Baca berita dengan sedikit iklan, klik di sini

Wawancara

"Saya Membenci Kebijakan Pemerintah Bush"

26 Oktober 2003 | 00.00 WIB

Image of Tempo
Perbesar

Baca berita dengan sedikit iklan, klik di sini

Ada persamaan antara Presiden Amerika Serikat George Walker Bush dan pimpinan Pondok Pesantren Daarut Tauhid, Abdullah Gymnastiar. Pekan lalu keduanya sama-sama melancong ke luar negeri. Sementara Presiden Bush datang ke Indonesia, Aa Gym—begitu sapaan Gymnastiar—malah meninggalkan Tanah Air menuju Arab Saudi. Yang satu mengundang Gym berdialog bersama pimpinan umat beragama lainnya, yang lain "membuang muka" dengan menolak menghadiri undangan itu.

Kunjungan Presiden AS di Bali selama empat jam, Rabu pekan lalu, memang tak lantas menjadi hambar tanpa kehadiran Aa Gym. Tapi banyak orang menilai penolakan kiai kondang itu "mencederai" kunjungan Bush. Apalagi undangan pertemuan itu bukan baru kemarin sore disampaikan kepada Aa Gym. Setidaknya, telah tiga bulan sebelumnya staf Kedutaan Besar AS di Jakarta mengontak Aa untuk menyampaikan undangan sang Presiden.

Gymnastiar, 41 tahun, beralasan sudah punya janji dengan jemaahnya untuk pergi umrah ke Tanah Suci. Tapi Gym mengakui bahwa ia menyampaikan protes terhadap serangkaian kebijakan Presiden Amerika terhadap negara berpenduduk muslim seperti Afganistan, Irak, dan Palestina. "Saya prihatin terhadap kebijakan-kebijakan Presiden Amerika itu," katanya.

Gym memang bukan kiai radikal yang biasa mengepalkan tinju jika tak setuju terhadap sesuatu. Ia memang pernah menggelar demo besar di depan Kedutaan AS beberapa waktu lalu. Tapi semua dilakukan dengan lembut hati. Sambil membopong putra kecilnya, ia menyampaikan surat protes kepada staf Kedutaan AS.

Lahir di Bandung, Jawa Barat, 29 Januari 1962, Gym semula bernama Yan Gymnastiar. Yan diambil dari kata Januari dan Gymnastiar dari kata gymnastic (senam), olahraga yang sangat disukai Engkus Kuswara, ayah Aa Gym. Nama depan Abdullah tambahan dari imam Masjidil Haram, Mekah, tatkala Yan menunaikan ibadah haji pertamanya pada 1987. "Saya senang karena nama saya lebih Islami," katanya seperti dikutip dalam buku Qalbugrafi, Aa Gym Apa Adanya

Pekan lalu, dalam tiga kali kesempatan, wartawan TEMPO Dwi Wiyana mewawancarai kiai yang juga pimpinan kelompok bisnis MQ Corporation ini.

Mula-mula wawancara dilakukan di rumahnya yang asri di bilangan Geger Kalong, Bandung, lalu dalam perjalanan menuju Bandar Udara Hussein Sastranegara.

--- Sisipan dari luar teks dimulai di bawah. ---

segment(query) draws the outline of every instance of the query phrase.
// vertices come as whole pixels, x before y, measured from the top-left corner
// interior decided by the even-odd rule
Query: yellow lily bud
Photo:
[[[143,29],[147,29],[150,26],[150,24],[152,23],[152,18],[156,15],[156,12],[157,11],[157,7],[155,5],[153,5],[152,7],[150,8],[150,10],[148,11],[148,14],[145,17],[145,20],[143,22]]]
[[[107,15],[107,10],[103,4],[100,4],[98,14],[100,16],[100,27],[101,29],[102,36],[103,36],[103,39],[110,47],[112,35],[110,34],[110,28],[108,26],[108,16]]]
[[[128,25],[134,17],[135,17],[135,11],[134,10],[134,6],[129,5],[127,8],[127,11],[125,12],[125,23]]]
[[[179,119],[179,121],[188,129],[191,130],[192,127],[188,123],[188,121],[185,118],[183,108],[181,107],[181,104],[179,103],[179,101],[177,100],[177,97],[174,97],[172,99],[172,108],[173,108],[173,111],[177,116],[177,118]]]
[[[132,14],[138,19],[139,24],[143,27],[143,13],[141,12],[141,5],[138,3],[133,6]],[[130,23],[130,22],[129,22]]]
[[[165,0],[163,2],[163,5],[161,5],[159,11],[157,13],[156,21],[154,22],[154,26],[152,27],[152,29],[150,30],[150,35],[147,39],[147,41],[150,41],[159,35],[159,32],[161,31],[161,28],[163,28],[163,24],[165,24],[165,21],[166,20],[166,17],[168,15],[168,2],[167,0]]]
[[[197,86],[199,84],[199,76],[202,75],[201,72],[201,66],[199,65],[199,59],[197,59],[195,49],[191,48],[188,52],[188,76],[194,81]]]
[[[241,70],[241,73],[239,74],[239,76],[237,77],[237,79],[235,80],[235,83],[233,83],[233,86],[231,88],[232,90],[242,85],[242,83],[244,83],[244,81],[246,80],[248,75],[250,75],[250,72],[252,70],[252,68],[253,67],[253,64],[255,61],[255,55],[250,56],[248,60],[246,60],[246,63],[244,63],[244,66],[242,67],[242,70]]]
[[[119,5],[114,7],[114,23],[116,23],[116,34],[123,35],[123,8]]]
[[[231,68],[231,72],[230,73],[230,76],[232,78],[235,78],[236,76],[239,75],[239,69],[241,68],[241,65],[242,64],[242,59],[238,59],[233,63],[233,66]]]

Terakhir, Aa Gym menerima TEMPO di mobil jip warna hitam metalik yang membawanya pulang seusai berceramah di Kampus Universitas Achmad Yani, Cimahi. Berikut ini petikan wawancara itu.


Anda adalah satu-satunya tokoh yang menolak bertemu Presiden AS George W. Bush. Mengapa?

Saya sudah ada janji untuk berangkat umrah. Bagi saya yang sedang belajar menjadi muslim yang baik, memenuhi janji adalah sebuah keutamaan. Tapi saya berterima kasih kepada Menteri Luar Negeri RI dan Kedutaan AS di Jakarta, yang sudah memfasilitasi pertemuan itu.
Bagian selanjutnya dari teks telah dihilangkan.